Para chegar nessas reflexões, é preciso que a escola encoraje o debate e a formação de ideias, trazendo pontos e contrapontos a respeito de assuntos relevantes e conectando-os ao conteúdo a ser ensinado. No caso da história, por exemplo, utilizá-la como storytelling para explicar tópicos reais e relevantes é um modo de, novamente, criar significado para os alunos, conta Daniel.
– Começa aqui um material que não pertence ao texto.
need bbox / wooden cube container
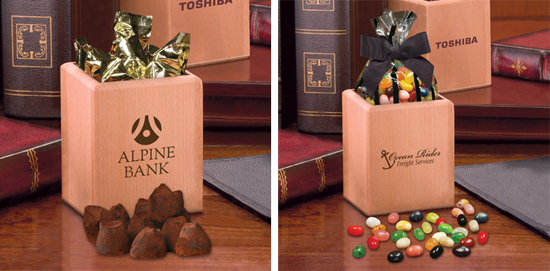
[342,89,454,216]
[120,0,250,67]
[61,63,203,215]
[388,0,491,93]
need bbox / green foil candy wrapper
[74,11,191,82]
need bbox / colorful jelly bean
[426,213,439,224]
[395,220,412,231]
[388,212,399,224]
[413,228,426,241]
[424,237,439,251]
[366,217,380,229]
[352,245,367,258]
[477,231,489,245]
[367,236,380,250]
[348,225,363,236]
[422,222,432,234]
[406,245,424,257]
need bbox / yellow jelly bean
[399,80,413,92]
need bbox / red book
[0,117,61,207]
[278,130,344,206]
[491,28,550,81]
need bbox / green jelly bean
[391,231,409,242]
[414,228,426,241]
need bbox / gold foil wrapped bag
[74,12,190,82]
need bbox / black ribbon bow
[361,32,434,99]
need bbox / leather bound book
[294,0,387,133]
[278,130,343,206]
[491,28,550,81]
[250,0,271,45]
[71,0,120,60]
[2,0,74,118]
[0,117,61,206]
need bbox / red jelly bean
[348,225,363,236]
[458,237,476,248]
[367,236,380,249]
[477,231,489,244]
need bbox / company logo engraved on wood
[304,52,336,94]
[302,0,335,11]
[380,148,441,170]
[179,0,233,11]
[11,15,52,68]
[118,115,176,178]
[435,36,477,49]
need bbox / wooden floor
[0,131,271,270]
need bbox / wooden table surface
[0,131,271,270]
[279,154,550,270]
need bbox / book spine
[2,0,72,118]
[0,139,61,205]
[294,0,352,133]
[278,151,344,206]
[491,44,550,81]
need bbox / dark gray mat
[455,156,550,240]
[203,154,271,222]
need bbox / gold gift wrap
[74,11,191,82]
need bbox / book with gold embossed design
[278,130,344,206]
[0,117,61,207]
[1,0,71,118]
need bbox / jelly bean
[452,227,468,236]
[456,199,470,209]
[453,245,471,257]
[367,236,380,250]
[395,237,411,249]
[352,245,367,258]
[451,232,466,244]
[468,220,479,232]
[371,224,386,234]
[366,217,380,229]
[456,214,468,226]
[413,228,426,241]
[464,203,476,215]
[406,245,424,257]
[374,230,390,242]
[395,220,412,231]
[451,208,464,217]
[409,211,424,222]
[348,225,363,236]
[474,213,489,223]
[439,236,455,247]
[430,245,443,259]
[391,231,409,242]
[437,223,453,234]
[477,231,489,245]
[378,78,393,89]
[458,237,476,248]
[399,80,414,92]
[432,232,447,242]
[422,222,432,234]
[388,250,404,263]
[388,212,399,224]
[426,213,439,224]
[380,94,390,104]
[424,237,439,250]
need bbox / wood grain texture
[61,63,203,217]
[342,89,454,215]
[279,156,550,270]
[388,0,491,93]
[120,0,250,67]
[0,136,271,270]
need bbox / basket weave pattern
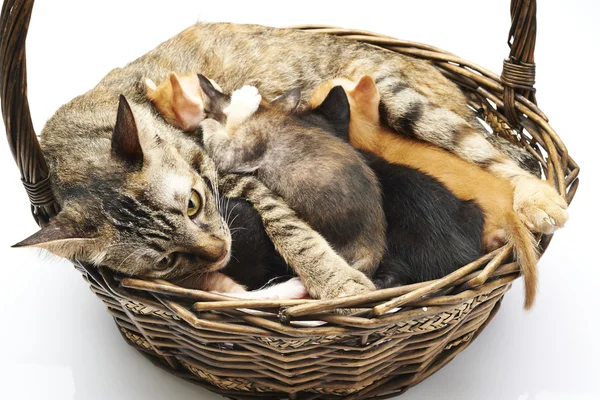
[0,0,579,399]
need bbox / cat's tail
[506,210,539,310]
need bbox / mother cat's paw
[323,269,375,299]
[514,178,569,234]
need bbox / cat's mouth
[207,243,231,272]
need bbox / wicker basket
[0,0,579,399]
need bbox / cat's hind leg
[376,76,568,233]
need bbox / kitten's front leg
[219,175,375,299]
[218,278,308,300]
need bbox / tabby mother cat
[14,23,567,298]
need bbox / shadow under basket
[0,0,579,399]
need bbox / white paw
[514,178,569,234]
[227,278,308,300]
[223,86,262,128]
[273,278,308,299]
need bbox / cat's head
[15,96,231,279]
[198,75,350,140]
[309,75,380,124]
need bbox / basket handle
[0,0,536,225]
[501,0,537,126]
[0,0,59,225]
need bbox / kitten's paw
[224,278,310,300]
[223,86,262,129]
[323,270,375,299]
[276,278,310,299]
[514,178,569,234]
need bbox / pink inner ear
[173,103,206,131]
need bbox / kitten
[311,86,483,289]
[310,76,538,308]
[198,75,385,275]
[16,23,567,297]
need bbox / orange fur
[310,76,538,308]
[145,72,205,131]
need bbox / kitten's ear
[169,72,205,131]
[198,74,227,102]
[111,95,144,168]
[12,210,94,260]
[271,88,302,113]
[144,79,156,98]
[315,86,350,140]
[349,75,380,122]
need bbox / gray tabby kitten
[198,75,385,275]
[14,23,567,297]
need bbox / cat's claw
[514,178,569,234]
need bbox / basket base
[115,297,502,400]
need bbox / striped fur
[14,23,567,291]
[220,174,375,298]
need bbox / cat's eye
[154,256,173,271]
[188,189,202,218]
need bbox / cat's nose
[188,239,228,264]
[215,242,227,262]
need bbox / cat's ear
[271,88,302,113]
[111,95,144,168]
[12,210,95,260]
[198,74,228,103]
[169,72,205,131]
[144,78,156,98]
[315,86,350,140]
[349,75,380,121]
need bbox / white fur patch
[224,278,308,300]
[223,85,262,129]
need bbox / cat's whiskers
[117,248,148,270]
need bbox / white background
[0,0,600,400]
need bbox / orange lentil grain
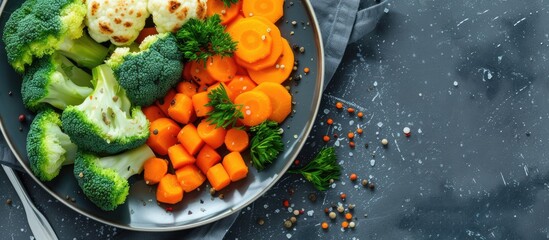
[321,222,328,229]
[347,132,355,139]
[349,173,358,181]
[345,213,353,220]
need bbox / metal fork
[2,165,58,240]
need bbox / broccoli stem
[97,145,154,179]
[58,34,108,69]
A gestão escolar no novo presente

Nessa transformação escolar uma faceta que também precisa ser considerada é a da gestão, e Daniel afirma que nesse sentido as escolas precisam ter uma ambidestria, ou seja: “sua capacidade de antecipar tendência, sua capacidade de inovar, capacidade de você se reinventar o tempo inteiro junto com agilidade ao prototipar”. É importante que a escola não seja “sufocada” pela quantidade de coisas planejadas para o futuro, e que consiga evoluir do que ela tem. Essa flexibilidade exige rapidez para se adaptar constantemente.
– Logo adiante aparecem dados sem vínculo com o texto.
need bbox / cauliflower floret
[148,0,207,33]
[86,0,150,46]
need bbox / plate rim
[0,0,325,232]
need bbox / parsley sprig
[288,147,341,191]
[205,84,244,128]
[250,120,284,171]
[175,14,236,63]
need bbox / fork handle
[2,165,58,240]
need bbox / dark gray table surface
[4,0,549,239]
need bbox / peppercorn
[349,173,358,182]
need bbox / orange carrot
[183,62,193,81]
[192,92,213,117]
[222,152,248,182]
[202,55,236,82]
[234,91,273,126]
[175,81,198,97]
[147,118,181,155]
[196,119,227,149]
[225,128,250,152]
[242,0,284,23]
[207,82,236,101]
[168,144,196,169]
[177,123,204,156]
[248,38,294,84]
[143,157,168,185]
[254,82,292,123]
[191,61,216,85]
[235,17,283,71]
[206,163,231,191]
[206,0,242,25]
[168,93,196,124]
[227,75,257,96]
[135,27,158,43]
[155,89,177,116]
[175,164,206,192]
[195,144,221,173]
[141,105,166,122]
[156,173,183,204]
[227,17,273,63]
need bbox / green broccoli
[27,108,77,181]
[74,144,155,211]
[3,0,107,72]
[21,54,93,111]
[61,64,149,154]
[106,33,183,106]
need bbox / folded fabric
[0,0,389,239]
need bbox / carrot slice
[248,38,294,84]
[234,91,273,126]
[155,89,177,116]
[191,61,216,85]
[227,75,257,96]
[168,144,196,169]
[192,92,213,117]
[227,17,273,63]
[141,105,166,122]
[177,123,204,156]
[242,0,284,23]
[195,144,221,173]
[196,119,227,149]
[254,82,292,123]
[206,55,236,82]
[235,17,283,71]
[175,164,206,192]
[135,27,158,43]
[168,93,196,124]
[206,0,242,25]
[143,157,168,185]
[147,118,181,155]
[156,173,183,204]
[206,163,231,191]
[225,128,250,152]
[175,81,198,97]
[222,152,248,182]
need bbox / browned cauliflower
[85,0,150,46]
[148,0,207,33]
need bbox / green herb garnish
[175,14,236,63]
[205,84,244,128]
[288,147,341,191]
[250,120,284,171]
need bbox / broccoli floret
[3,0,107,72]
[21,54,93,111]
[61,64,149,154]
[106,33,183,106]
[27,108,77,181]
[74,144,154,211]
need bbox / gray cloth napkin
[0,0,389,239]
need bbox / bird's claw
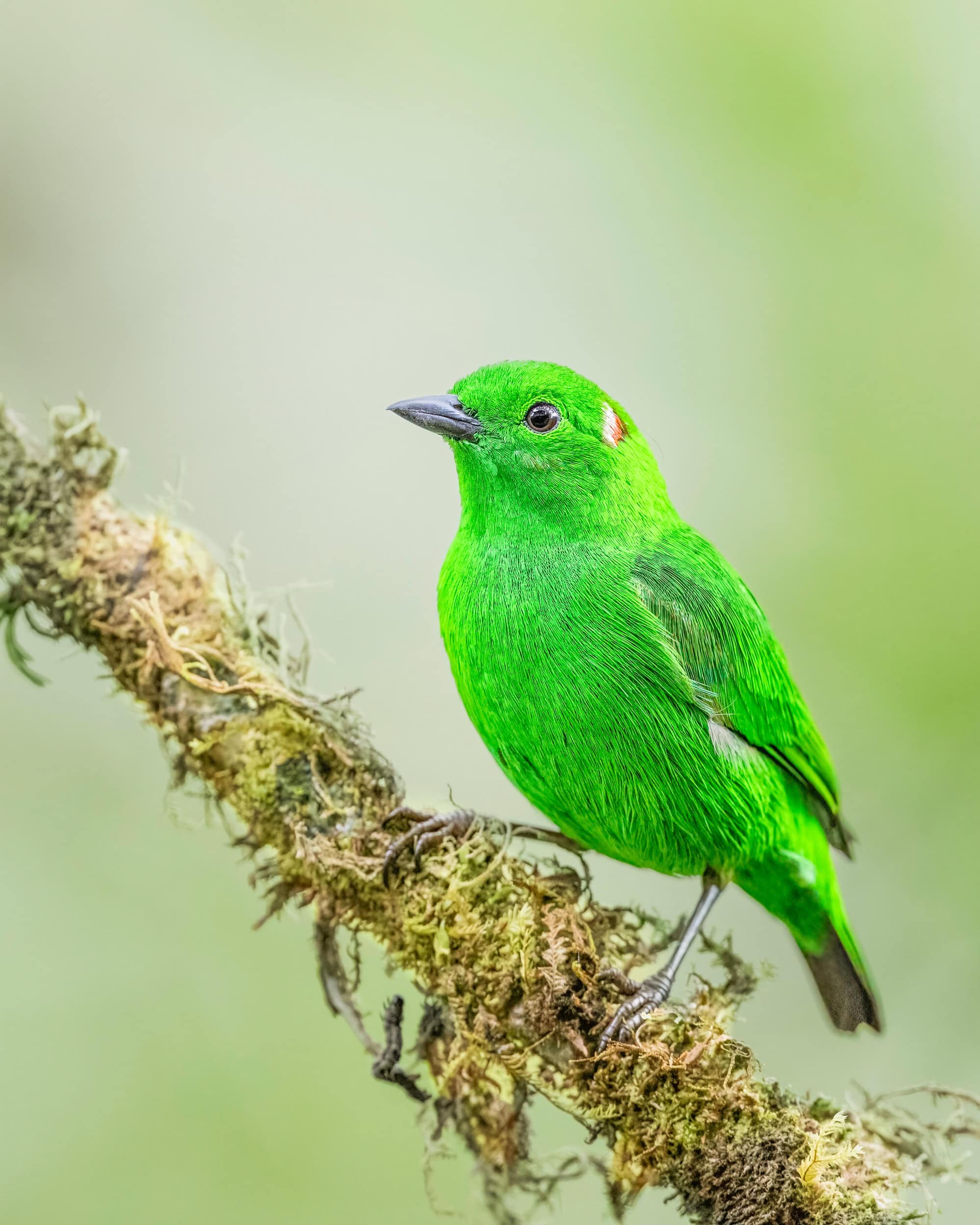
[598,970,674,1055]
[381,804,474,887]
A escola como desenvolvedora de seres humanos

Daniel levanta, ainda, a importância de desenvolver, nos alunos, o ikigai: uma palavra japonesa que se traduz como “razão de ser”, e se refere à confluência entre o que você faz bem e o que você ama fazer. “Imagine que todo aluno saísse com essa possibilidade de conseguir entender quem ele é, o que ele é apaixonado, como ele pode fazer alguma coisa para o mundo” diz Daniel. Essa compreensão é uma evolução, e vale a pena ser desenvolvida até mesmo pelas escolas ao se perguntarem qual é o seu ikigai. 
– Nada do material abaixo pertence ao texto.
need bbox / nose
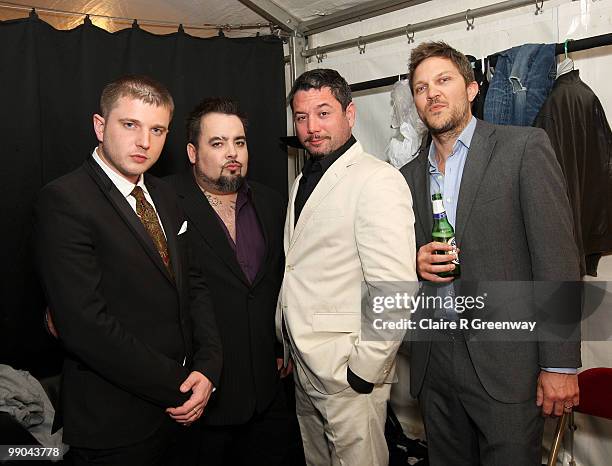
[136,128,151,150]
[427,84,440,101]
[306,118,319,134]
[225,142,238,159]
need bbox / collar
[427,115,477,171]
[92,147,149,198]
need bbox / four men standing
[35,43,580,466]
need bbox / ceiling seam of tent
[0,2,275,31]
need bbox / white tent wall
[288,0,612,466]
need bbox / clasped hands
[166,371,213,426]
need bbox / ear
[344,102,356,128]
[467,81,478,102]
[93,113,106,142]
[187,143,198,165]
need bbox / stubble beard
[196,169,244,194]
[422,103,469,136]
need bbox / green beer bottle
[431,193,461,277]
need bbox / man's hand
[536,371,580,416]
[417,241,459,283]
[276,358,293,379]
[166,371,213,426]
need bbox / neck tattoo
[204,191,236,210]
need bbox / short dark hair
[287,68,353,110]
[408,41,475,94]
[100,75,174,118]
[186,97,248,147]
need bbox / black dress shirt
[293,135,357,225]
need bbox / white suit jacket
[276,142,417,394]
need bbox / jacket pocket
[312,312,361,333]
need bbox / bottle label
[446,236,459,265]
[431,199,446,215]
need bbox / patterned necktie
[130,186,174,278]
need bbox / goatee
[197,172,244,194]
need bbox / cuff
[540,367,578,374]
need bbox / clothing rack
[351,33,612,92]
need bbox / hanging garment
[484,44,556,126]
[385,79,427,168]
[466,55,489,120]
[0,364,68,452]
[534,70,612,276]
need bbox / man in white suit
[277,69,417,466]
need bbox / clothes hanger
[555,39,574,79]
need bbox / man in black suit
[34,76,221,466]
[169,98,290,466]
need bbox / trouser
[419,332,544,466]
[295,364,391,466]
[66,417,184,466]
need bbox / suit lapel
[85,158,172,282]
[412,146,433,242]
[251,185,273,288]
[173,171,251,286]
[455,120,495,243]
[287,142,362,253]
[145,174,183,290]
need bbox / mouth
[306,137,329,147]
[429,104,446,113]
[223,162,242,171]
[130,154,149,163]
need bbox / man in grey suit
[401,42,580,466]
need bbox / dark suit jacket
[34,158,221,448]
[401,120,580,403]
[167,170,286,425]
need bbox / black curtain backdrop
[0,16,287,376]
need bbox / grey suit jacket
[401,120,580,403]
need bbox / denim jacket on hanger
[484,44,557,126]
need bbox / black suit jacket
[167,170,286,425]
[34,158,221,448]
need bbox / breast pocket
[312,312,361,333]
[312,209,344,222]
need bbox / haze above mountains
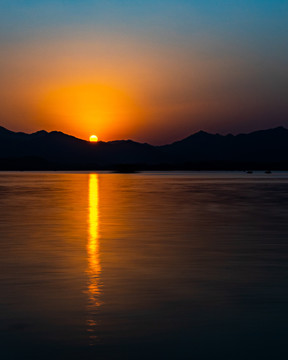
[0,127,288,170]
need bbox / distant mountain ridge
[0,126,288,170]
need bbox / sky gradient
[0,0,288,144]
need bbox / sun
[89,135,98,142]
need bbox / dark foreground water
[0,173,288,360]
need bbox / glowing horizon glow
[37,82,141,141]
[89,135,98,142]
[0,0,288,145]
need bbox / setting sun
[89,135,98,142]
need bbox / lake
[0,172,288,360]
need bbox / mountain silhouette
[0,126,288,170]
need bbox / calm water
[0,173,288,360]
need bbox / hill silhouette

Criar cidadãos significa ensiná-los a tomar decisões, e isso é mais complexo do que parece. “Somos frutos das nossas escolhas, e é fácil escolher entre o certo e o errado, difícil é entre o certo e o certo” avisa Daniel. “Dê autonomia para os alunos, empodere-os”. É só assim que o aluno terá a chance de aprender a lidar com seus erros – e para isso, o esporte e a arte, por exemplo, são ferramentas essenciais. Esse tipo de disciplina não pode mais ser reduzido a atividades complementares, porque são fundamentais na formação dos jovens e tão importantes quanto as outras matérias. 

Ao mesmo tempo, as crianças devem aprender a sempre dar seu máximo – e entender que, quando se dá o seu máximo, não existe, de fato, o erro no sentido clássico. Existe, sim, o “erro bem sucedido”, comenta Daniel – aquele com o qual se aprende; mas não a falha. “E aí você terá pessoas que realmente farão a diferença nesse mundo que estamos entrando, que não é mais futuro, ele é presente”, contempla.

Daniel finaliza com uma importante reflexão a respeito da educação que se encontra na essência de todos os pensamentos sobre o papel da escola: assim como ficamos indignados com alguns costumes do passado, as futuras gerações terão o mesmo sentimento em relação à nossa atual segregação entre escolas públicas e privadas; a desigualdade entre “uma escola para os nossos filhos e uma escola para os filhos das pessoas que trabalham na nossa casa”, explica. É possível mudar essa realidade, diz, ao focar na criação de uma verdadeira comunidade, gerando empatia e integrando pequenos ecossistemas em municípios: só assim criaremos uma base, com mudanças locais, para realizar uma verdadeira revolução que pode mudar a realidade da educação no Brasil.